Deep learning study on the mechanism of edge artifacts in point spread function reconstruction for numerical brain images.

作者信息

Shinohara Hiroyuki, Hori Kensuke, Hashimoto Takeyuki

机构信息

Faculty of Health Sciences, Tokyo Metropolitan University, 7-2-10, Higasi-ogu, Arakawa-ku, Tokyo, 116-8551, Japan.

Department of Radiology, Showa University Fujigaoka Hospital, 1-30, Fujigaoka, Yokohama-shi, 227-8501, Japan.

出版信息

Ann Nucl Med. 2023 Nov;37(11):596-604. doi: 10.1007/s12149-023-01862-9. Epub 2023 Aug 23.

DOI:10.1007/s12149-023-01862-9
PMID:37610591
Abstract

OBJECTIVE

Non-blinded image deblurring with deep learning was performed on blurred numerical brain images without point spread function (PSF) reconstruction to obtain edge artifacts (EA)-free images. This study uses numerical simulation to investigate the mechanism of EA in PSF reconstruction based on the spatial frequency characteristics of EA-free images.

METHODS

In 256 × 256 matrix brain images, the signal values of gray matter (GM), white matter, and cerebrospinal fluid were set to 1, 0.25, and 0.05, respectively. We assumed ideal projection data of a two-dimensional (2D) parallel beam with no degradation factors other than detector response blur to precisely grasp EA using the PSF reconstruction algorithm from blurred projection data. The detector response was assumed to be a shift-invariant and one-dimensional (1D) Gaussian function with 2-5 mm full width at half maximum (FWHM). Images without PSF reconstruction (non-PSF), PSF reconstruction without regularization (PSF) and with regularization of relative difference function (PSF-RD) were generated by ordered subset expectation maximization (OSEM).

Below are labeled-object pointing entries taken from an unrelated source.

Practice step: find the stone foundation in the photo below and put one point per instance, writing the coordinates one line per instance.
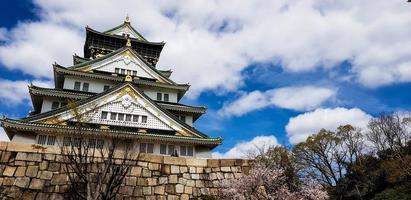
(36, 172)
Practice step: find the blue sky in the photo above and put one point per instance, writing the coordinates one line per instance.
(269, 77)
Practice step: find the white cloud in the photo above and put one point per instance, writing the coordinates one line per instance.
(3, 135)
(17, 92)
(243, 149)
(209, 43)
(295, 98)
(306, 124)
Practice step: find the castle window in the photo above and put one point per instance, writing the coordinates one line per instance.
(166, 97)
(55, 105)
(146, 148)
(159, 96)
(186, 151)
(163, 149)
(85, 87)
(120, 116)
(51, 140)
(135, 118)
(143, 119)
(113, 116)
(171, 149)
(41, 139)
(128, 118)
(104, 115)
(66, 141)
(77, 85)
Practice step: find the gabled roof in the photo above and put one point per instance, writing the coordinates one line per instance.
(85, 66)
(127, 28)
(54, 114)
(78, 95)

For non-PSF, the image deblurring with a deep image prior (DIP) was applied using a 2D Gaussian function with 2-5 mm FWHM. The 1D object-specific modulation transfer function (1D-OMTF), which is the ratio of 1D amplitude spectrum of the original and reconstructed images, was used as the index of spatial frequency characteristics.

RESULTS

When the detector response was greater than 3 mm FWHM, EA in PSF was observed in GM borders and narrow GM. No remarkable EA was observed in the DIP, and the FWHM estimated from the recovery coefficient for the deblurred image of non-PSF at 5 mm FWHM was reduced to 3 mm or less. PSF of 5 mm FWHM showed higher spatial frequency characteristics than that of DIP up to around 2.2 cycles/cm but was lower than the latter after 3 cycles/cm. PSF-RD showed almost the same spatial frequency characteristics as that of DIP above 3 cycles/cm but was inferior below 3 cycles/cm. PSF-RD has a lower spatial resolution than DIP.

CONCLUSIONS

Unlike DIP, PSF lacks high-frequency components around the Nyquist frequency, generating EA. PSF-RD mitigates EA while simultaneously suppressing the signal, diminishing spatial resolution.

摘要

目的

在不进行点扩散函数(PSF)重建的情况下,对模糊的数字脑图像进行深度学习非盲图像去模糊处理,以获得无边缘伪影(EA)的图像。本研究利用数值模拟,基于无EA图像的空间频率特性,探讨PSF重建中EA的机制。

方法

在256×256矩阵脑图像中,将灰质(GM)、白质和脑脊液的信号值分别设为1、0.25和0.05。我们假设二维(2D)平行光束的理想投影数据,除探测器响应模糊外无其他退化因素,以便使用从模糊投影数据中重建PSF的算法精确掌握EA。探测器响应假定为半高宽(FWHM)为2 - 5毫米的平移不变一维(1D)高斯函数。通过有序子集期望最大化(OSEM)生成无PSF重建的图像(非PSF)、无正则化的PSF重建图像(PSF)以及相对差异函数正则化的PSF重建图像(PSF - RD)。对于非PSF,使用FWHM为2 - 5毫米的二维高斯函数通过深度图像先验(DIP)进行图像去模糊处理。将一维特定对象调制传递函数(1D - OMTF),即原始图像和重建图像的一维振幅谱之比,用作空间频率特性指标。

结果

当探测器响应的FWHM大于3毫米时,在GM边界和狭窄GM区域观察到PSF中的EA。在DIP中未观察到明显的EA,并且对于非PSF去模糊图像,在5毫米FWHM下从恢复系数估计的FWHM降低到3毫米或更小。5毫米FWHM的PSF在约2.2周期/厘米之前显示出比DIP更高的空间频率特性,但在3周期/厘米之后低于DIP。PSF - RD在3周期/厘米以上显示出与DIP几乎相同的空间频率特性,但在3周期/厘米以下较差。PSF - RD的空间分辨率低于DIP。

结论

与DIP不同,PSF在奈奎斯特频率附近缺乏高频成分,从而产生EA。PSF - RD减轻了EA,同时抑制了信号,降低了空间分辨率。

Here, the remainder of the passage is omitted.